The Auditor General says notwithstanding the explanation, he recommends that the services be advertised before the contracts are awarded, as this could cut costs.
With a total value of $84.8M, 688 cheques were not presented with 27 of those cheques ($729.4M) drawn during 2002 and now stale-dated. More cheques valued at $128.9M had become stale-dated and have been dated as far back as January 2001. However, at the time of reporting in July 2003, the stale-dated cheques were written back to the cash book and transferred to the main account.
A total of $701.6M was spent on materials, equipment and supplies. The report states that included in this figure were sums totalling $629.7M for the purchase of drugs and medical supplies. Of this amount, $534.2M was for the purchase of drugs and supplies from overseas.
The report states that with the exception of a few items those supplies purchased from overseas were acquired from specialised agencies as approved in 1997. However, invoices to the value of $148M were not submitted for audit examination.
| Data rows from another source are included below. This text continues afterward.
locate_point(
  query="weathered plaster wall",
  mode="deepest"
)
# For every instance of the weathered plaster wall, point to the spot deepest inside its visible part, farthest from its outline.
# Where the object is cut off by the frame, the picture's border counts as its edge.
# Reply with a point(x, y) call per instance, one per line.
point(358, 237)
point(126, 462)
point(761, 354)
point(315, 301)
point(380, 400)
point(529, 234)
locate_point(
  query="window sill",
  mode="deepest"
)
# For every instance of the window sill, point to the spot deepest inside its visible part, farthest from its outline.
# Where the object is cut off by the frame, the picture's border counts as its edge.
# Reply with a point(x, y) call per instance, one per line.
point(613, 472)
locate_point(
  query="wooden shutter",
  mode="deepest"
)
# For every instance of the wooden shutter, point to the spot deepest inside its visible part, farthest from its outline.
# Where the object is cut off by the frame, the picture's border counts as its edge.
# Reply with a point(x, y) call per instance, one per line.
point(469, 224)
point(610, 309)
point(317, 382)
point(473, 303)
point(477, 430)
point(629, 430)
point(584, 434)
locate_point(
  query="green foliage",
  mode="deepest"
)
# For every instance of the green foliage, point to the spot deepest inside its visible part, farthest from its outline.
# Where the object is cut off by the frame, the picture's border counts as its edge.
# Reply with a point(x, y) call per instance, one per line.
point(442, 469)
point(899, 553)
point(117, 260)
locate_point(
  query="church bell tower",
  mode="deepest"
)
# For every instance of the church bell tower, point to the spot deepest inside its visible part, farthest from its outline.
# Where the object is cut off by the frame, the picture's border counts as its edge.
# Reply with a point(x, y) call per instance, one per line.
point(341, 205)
Dental equipment to the value of $30M, which was approved by Cabinet, was not supplied to the ministry up to the time of reporting.
According to the report, the ministry said that the $30M amount was deposited in a bank by Letter of Credit and would have been released to the supplier upon delivery of goods.
The ministry was advised to close the Letter of Credit and have the sum refunded to the ministry's bank account. The report stated that up to the time of reporting, the $30M sum was not refunded to the Consolidated Fund, but the Appropriation Fund was overstated by $30M.
The report recommends that the matter be again pursued with the Central Bank.